É cediço, doutrinária e jurisprudencial que a legalidade da ordem constitui elemento normativo do tipo penal previsto no artigo 330 do Código Penal, pelo que não há como se falar em crime de desobediência se o ordenamento jurídico não impõe ao destinatário o dever de acatamento.
Nesse sentido, apenas em benefício da ênfase, vale conferir as seguintes lições de Mirabete (2005) e Jesus (2005):
“A desobediência só ocorre quando não atendida a ordem legal (item 14.2.4). Se o ato de ofício não é legal, não se pode cogitar de crime contra a Administração Pública. (RT 586/334, 590/337, 591/422, 655/304) (2005, p. 370) (…)
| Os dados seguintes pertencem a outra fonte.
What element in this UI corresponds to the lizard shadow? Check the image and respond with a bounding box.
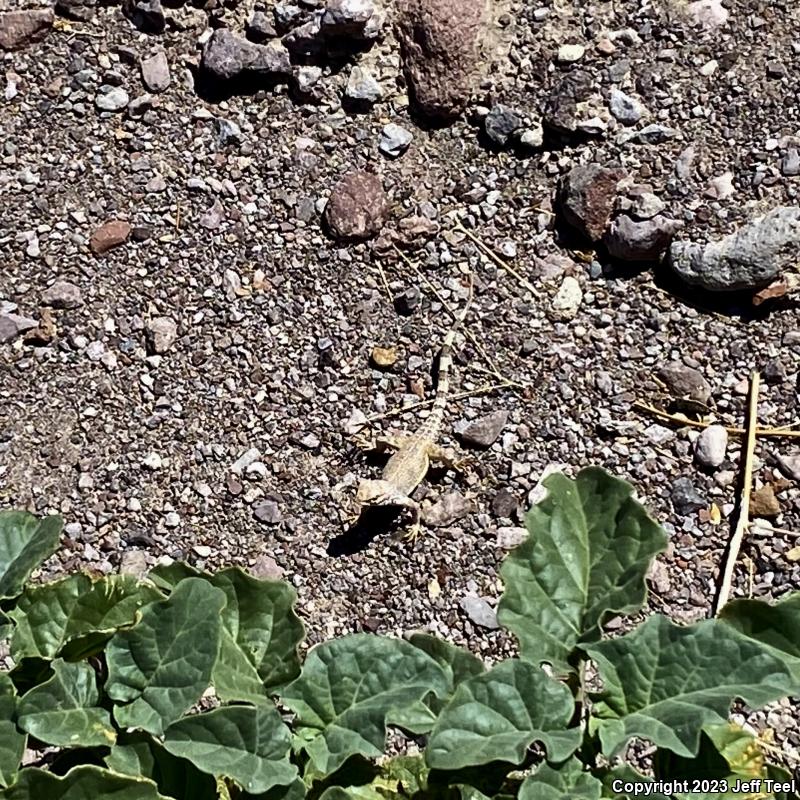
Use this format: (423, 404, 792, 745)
(327, 507, 406, 557)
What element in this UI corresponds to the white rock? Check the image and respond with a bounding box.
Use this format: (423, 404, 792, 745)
(557, 43, 585, 63)
(142, 452, 163, 470)
(695, 425, 728, 468)
(231, 447, 261, 475)
(550, 276, 583, 320)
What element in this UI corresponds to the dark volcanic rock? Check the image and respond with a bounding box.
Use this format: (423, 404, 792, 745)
(558, 164, 626, 242)
(55, 0, 96, 22)
(122, 0, 165, 34)
(324, 171, 388, 241)
(657, 362, 712, 404)
(202, 29, 292, 82)
(0, 9, 53, 50)
(396, 0, 489, 121)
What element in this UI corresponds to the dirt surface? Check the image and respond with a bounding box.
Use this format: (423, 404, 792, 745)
(1, 0, 800, 748)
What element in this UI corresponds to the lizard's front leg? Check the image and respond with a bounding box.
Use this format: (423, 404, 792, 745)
(353, 431, 410, 453)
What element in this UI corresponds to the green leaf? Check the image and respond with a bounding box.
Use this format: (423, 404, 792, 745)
(242, 778, 307, 800)
(720, 593, 800, 687)
(9, 574, 164, 661)
(106, 730, 217, 800)
(392, 633, 485, 734)
(280, 634, 449, 776)
(209, 567, 304, 701)
(519, 758, 603, 800)
(105, 578, 225, 735)
(497, 468, 668, 672)
(426, 659, 580, 770)
(584, 615, 794, 758)
(0, 511, 62, 601)
(0, 673, 25, 788)
(16, 659, 115, 748)
(148, 562, 208, 593)
(162, 705, 296, 795)
(2, 765, 171, 799)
É imprescindível que o destinatário da ordem tenha o dever jurídico de agir ou deixar de agir. Não há desobediência se o ordenamento jurídico não lhe impõe o dever de acatar o conteúdo da ordem. (2005, p. 220)
Seguindo a mesma linha de raciocínio, Greco (2006) completando o pensamento dos doutrinadores acima citados, ensina que “a ordem deve ser formal e materialmente legal”.
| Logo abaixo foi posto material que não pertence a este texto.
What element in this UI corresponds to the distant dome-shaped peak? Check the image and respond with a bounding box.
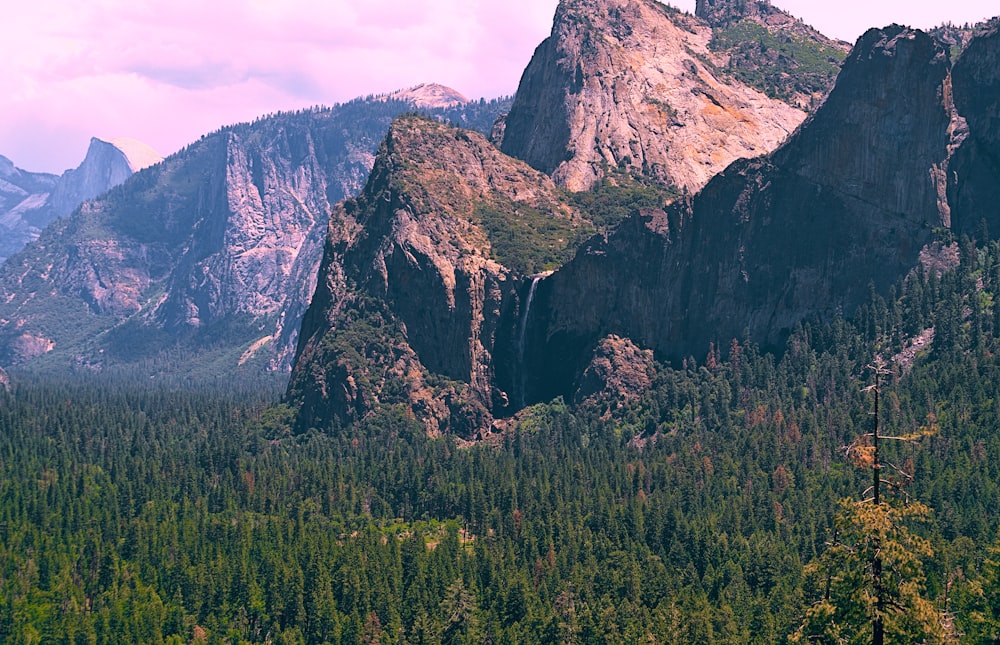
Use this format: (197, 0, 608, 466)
(95, 137, 163, 172)
(385, 83, 469, 109)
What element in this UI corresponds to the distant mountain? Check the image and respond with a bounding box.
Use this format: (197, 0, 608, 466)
(0, 138, 162, 263)
(0, 91, 512, 376)
(384, 83, 469, 109)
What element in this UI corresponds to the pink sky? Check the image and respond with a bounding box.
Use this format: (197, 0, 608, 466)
(2, 0, 995, 174)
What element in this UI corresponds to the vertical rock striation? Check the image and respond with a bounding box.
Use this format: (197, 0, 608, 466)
(500, 0, 807, 192)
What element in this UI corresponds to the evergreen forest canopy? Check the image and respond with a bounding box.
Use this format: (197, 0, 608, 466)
(4, 233, 1000, 643)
Conclui-se então que impossível a responsabilização penal do responsável pelo cumprimento da ordem judicial de quebra de sigilo telefônico quando a referida ordem não possui os requisitos de validade, pois, conforme se verifica pela leitura do tipo penal, é elemento constitutivo do tipo a desobediência à “ordem legal”, de forma que, ausente esse requisito, não há plena subsunção do fato ao tipo.
3. METODOLOGIA
O presente trabalho pode ser enquadrado no conceito de pesquisa básica, que, segundo Ander-Egg, citado por Marconi e Lakatos (2002, p. 20), consiste na procura pelo progresso científico, na ampliação de conhecimentos teóricos, sem que haja preocupação imediata de aplicação prática. “É a pesquisa forma, tendo em vista generalizações, princípios, leis”.
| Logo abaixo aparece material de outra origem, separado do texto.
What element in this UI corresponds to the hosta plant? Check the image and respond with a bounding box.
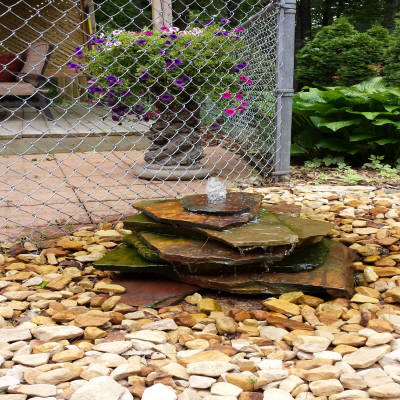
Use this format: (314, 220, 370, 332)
(292, 78, 400, 165)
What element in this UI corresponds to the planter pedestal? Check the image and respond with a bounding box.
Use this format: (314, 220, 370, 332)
(133, 101, 212, 180)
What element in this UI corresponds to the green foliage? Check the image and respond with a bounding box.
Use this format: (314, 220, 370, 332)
(82, 26, 246, 120)
(295, 18, 388, 87)
(385, 16, 400, 87)
(362, 155, 400, 180)
(292, 77, 400, 164)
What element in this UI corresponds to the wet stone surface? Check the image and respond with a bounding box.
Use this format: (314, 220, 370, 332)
(181, 192, 262, 215)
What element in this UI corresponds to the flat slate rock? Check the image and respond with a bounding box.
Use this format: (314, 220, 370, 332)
(132, 198, 260, 230)
(170, 240, 355, 297)
(137, 231, 281, 265)
(181, 192, 262, 215)
(113, 275, 199, 307)
(94, 244, 167, 272)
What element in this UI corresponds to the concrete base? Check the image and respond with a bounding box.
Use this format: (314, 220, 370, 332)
(131, 162, 214, 181)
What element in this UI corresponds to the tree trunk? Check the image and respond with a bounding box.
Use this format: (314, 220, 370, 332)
(384, 0, 400, 29)
(321, 0, 335, 26)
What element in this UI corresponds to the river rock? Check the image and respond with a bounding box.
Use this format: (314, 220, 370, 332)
(343, 345, 391, 368)
(368, 382, 400, 398)
(309, 379, 343, 396)
(142, 318, 178, 331)
(142, 383, 177, 400)
(93, 341, 133, 354)
(0, 328, 31, 343)
(187, 361, 237, 376)
(70, 376, 132, 400)
(9, 384, 57, 397)
(12, 353, 50, 367)
(293, 335, 331, 353)
(31, 326, 83, 341)
(189, 375, 216, 389)
(262, 388, 294, 400)
(211, 382, 243, 397)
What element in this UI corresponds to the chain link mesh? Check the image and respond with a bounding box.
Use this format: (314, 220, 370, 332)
(0, 0, 286, 241)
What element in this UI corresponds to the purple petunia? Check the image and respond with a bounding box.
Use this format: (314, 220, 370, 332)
(88, 86, 104, 93)
(67, 62, 81, 73)
(204, 21, 214, 26)
(214, 31, 229, 37)
(164, 40, 172, 46)
(120, 90, 131, 97)
(134, 104, 144, 114)
(74, 46, 83, 59)
(159, 50, 169, 55)
(136, 39, 147, 45)
(220, 19, 231, 23)
(169, 34, 179, 40)
(194, 19, 200, 24)
(140, 70, 150, 80)
(160, 94, 172, 102)
(106, 75, 122, 87)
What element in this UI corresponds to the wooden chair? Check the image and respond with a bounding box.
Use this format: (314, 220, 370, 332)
(0, 42, 55, 121)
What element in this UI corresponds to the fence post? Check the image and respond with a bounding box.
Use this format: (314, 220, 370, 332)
(274, 0, 296, 178)
(152, 0, 173, 30)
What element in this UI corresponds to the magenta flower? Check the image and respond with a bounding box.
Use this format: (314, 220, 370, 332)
(221, 92, 232, 99)
(234, 28, 244, 33)
(144, 31, 153, 36)
(245, 79, 253, 85)
(225, 109, 236, 116)
(160, 26, 170, 31)
(235, 93, 243, 99)
(241, 101, 249, 107)
(239, 76, 248, 81)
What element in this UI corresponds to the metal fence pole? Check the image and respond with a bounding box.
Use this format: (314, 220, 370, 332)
(274, 0, 296, 177)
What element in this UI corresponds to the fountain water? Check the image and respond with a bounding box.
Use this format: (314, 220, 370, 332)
(95, 182, 356, 297)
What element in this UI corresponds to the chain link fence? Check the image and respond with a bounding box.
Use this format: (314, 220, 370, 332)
(0, 0, 295, 241)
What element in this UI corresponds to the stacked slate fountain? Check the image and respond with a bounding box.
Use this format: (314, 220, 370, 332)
(95, 187, 355, 296)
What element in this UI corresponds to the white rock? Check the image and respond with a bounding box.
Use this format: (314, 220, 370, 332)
(141, 318, 178, 331)
(211, 382, 243, 397)
(366, 332, 393, 346)
(161, 362, 188, 380)
(314, 351, 342, 361)
(35, 367, 77, 385)
(80, 363, 111, 380)
(263, 388, 294, 400)
(9, 384, 57, 397)
(127, 330, 168, 344)
(357, 367, 393, 387)
(340, 373, 366, 390)
(329, 389, 370, 400)
(293, 335, 331, 353)
(12, 353, 50, 367)
(70, 376, 133, 400)
(279, 375, 304, 393)
(258, 369, 289, 383)
(93, 341, 133, 354)
(178, 388, 200, 400)
(258, 360, 283, 370)
(111, 362, 142, 380)
(0, 328, 31, 343)
(259, 326, 288, 341)
(142, 383, 177, 400)
(309, 379, 343, 396)
(94, 353, 127, 368)
(189, 375, 216, 389)
(187, 361, 237, 377)
(369, 382, 400, 398)
(343, 345, 391, 368)
(31, 325, 83, 341)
O Manual dos Programas de Pesquisa e Desenvolvimento Tecnológico do Setor Elétrico Brasileiro da Agência Nacional de Energia Elétrica – ANEEL – assim define de forma didática o conceito de pesquisa básica:
“[…] trabalho teórico ou experimental executado com o objetivo de adquirir conhecimentos quanto à compreensão de novos fenômenos, com vistas ao desenvolvimento de produtos, processos ou sistemas inovadores. Envolve a análise de propriedades, estruturas e conexões para formular e comprovar hipóteses, teorias e leis. […]” (2001, p. 3)
No que tange ao método de abordagem, foi adotado o modelo qualitativo. Sua característica básica é descrever os fatos mediante coleta de dados. Conceituando esse método de abordagem, Marques, Manfroi, Castilho e Noal (2006. pp. 38-9) assim descrevem em sua obra:
“É aquele cujos dados não são passiveis de ser matematizados. É uma abordagem largamente utilizada nas ciências sociais e, por conseguinte da educação, quando a opção é trabalhar principalmente com representações sociais que, a grosso modo, podem ser entendidas como visão do mundo.”
Tendo em vista o objetivo que se pretende alcançar, utilizou-se a pesquisa exploratória. Para Gil (1991), “a pesquisa exploratória assume, na maioria das vezes, o formato de pesquisa bibliográfica ou estudo de caso”.
Para o levantamento de informações para a conclusão, foi realizada uma revisão bibliográfica, mesmo que pequena, tendo em vista a especificidade do tema, e documental, amparado em jurisprudências dos Tribunais Estaduais e Federais e legislação que seja aplicável ao caso. Ao analisar o tema, foram priorizadas, no campo do Direito Público, as áreas do Direito Penal e Constitucional.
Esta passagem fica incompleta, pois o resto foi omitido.